Tuesday, April 10, 2018

Cassette Review:
Awkward Geisha / T. Bjørklund Quartet
"Kunst Tease"


$5 //
Edition of 10 //
https://danshokudino.bandcamp.com/album/kunst-tease //

While "Kunst Tease" is one of the newest pieces of music on the Awkward Geisha Bandcamp page, it is also the third split they have done that I have listened to though it is the first on cassette.   In keeping with the order of there being no order it only makes sense that this would not only be my third split by Awkward Geisha overall but also my third cassette to feature them as well.

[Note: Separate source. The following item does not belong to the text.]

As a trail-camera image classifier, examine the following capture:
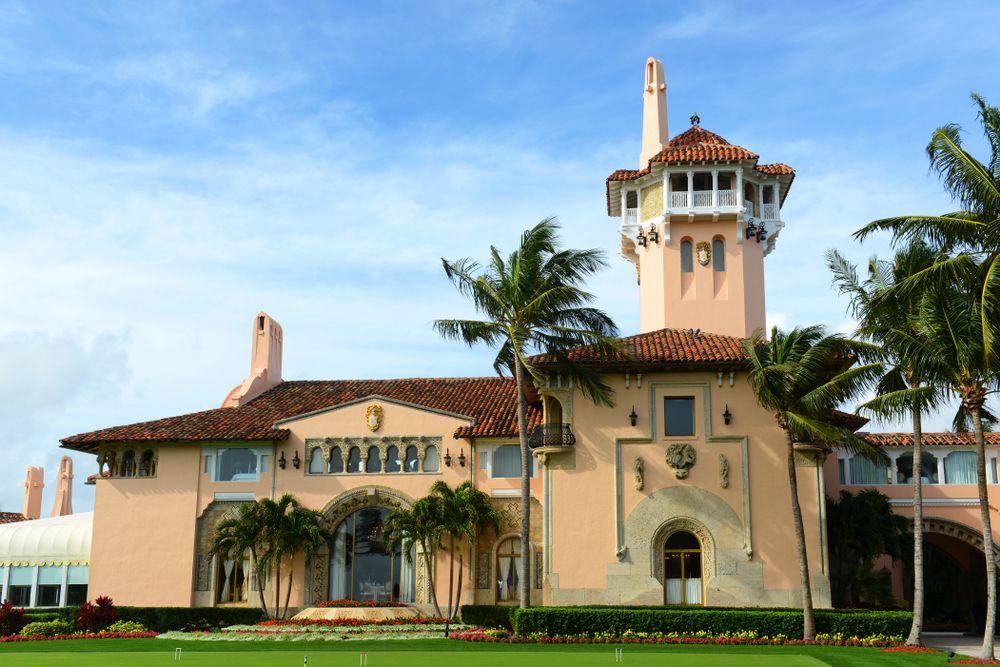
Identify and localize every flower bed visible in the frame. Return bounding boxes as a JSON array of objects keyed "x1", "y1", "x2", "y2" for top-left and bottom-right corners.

This begins in a sense of harsh static but also some deep darkness.  It's all twisted up.   It begins to sound haunted now, as if the screams of those tortured souls are coming out.    This is just heavy with pieces of sharp feedback intertwined as well.    While I feel like this drones on in some ways, it has this level where it still puts out notes and doesn't have an exact drone quality to it.    When listened to through speakers it just sounds like this flood of sounds, but when you get more intimate with it you can really begin to hear the complexities of it all.

A weird sense of being on a playground, even with what sounds like the voices of children but most likely are not, bring about this banging like heavier wind chimes and it's always been about hearing what is buried underneath the harshness.   The squeals.  The screeches.   The laughter?  It kind of sounds like it back there but I'm fairly certain it is not.   This makes me feel like someone should go to a hospital and record newborn babies crying and then bury it behind a HNW.   Could you imagine?

On the flip side T. Bjørklund Quartet starts off much quieter, more lo-fi.   There is what sounds like singing, a cough and then a car driving by.  This perhaps goes into the sound of someone blowing their nose.    There is this constant sort of rattling sound and though it should go without saying, this one is also best listened to through earbuds.    The blowing of the nose continues as if to sound like a trumpet.   Through the blowing of the nose it sounds as if there are voices in the background and I imagine them playing a game of soccer in the street for some reason.   Another car drives by.   I definitely heard someone laugh in the background and it makes me think how strange it would be if that field recording was also used on Side A.   (Side Note: Someone should totally do that.  One field recording, two different artists putting their own sounds over it.  Book it!)

Now I hear what sounds like some other form of music in the background as the nose trumpet continues, which also has me wondering if it is in fact some kind of trumpet or such and not the blowing of the nose.   It could almost be like a spitting in some way.    A supersonic laser beam comes through next.   There is almost that feeling of when you go through one of those doors that tells you not to open it.   A bit of banging and what sounds like water running but in the sense of a fire hydrant burst comes out with this.  It's wild now.   Screams/growls are also tucked away back there.   Though it is not the correct genre term right now, I still very much want to call this skramz.

If you are not yet a fan enough of Awkward Geisha to want to buy this cassette then I don't know what to tell you.   One day, these cassettes are going to be looked back upon and people will wonder why they were only editions of 10 and not 100.    At the same time, the quiet and then all out insanity of T. Bjørklund Quartet also makes this split worth it.   This was my last Awkward Geisha cassette so now I don't know whether to listen to more digitally or wait for more physical releases to come out, but I think I shall also journey down this T. Bjørklund Quartet rabbithole.   Won't you join me?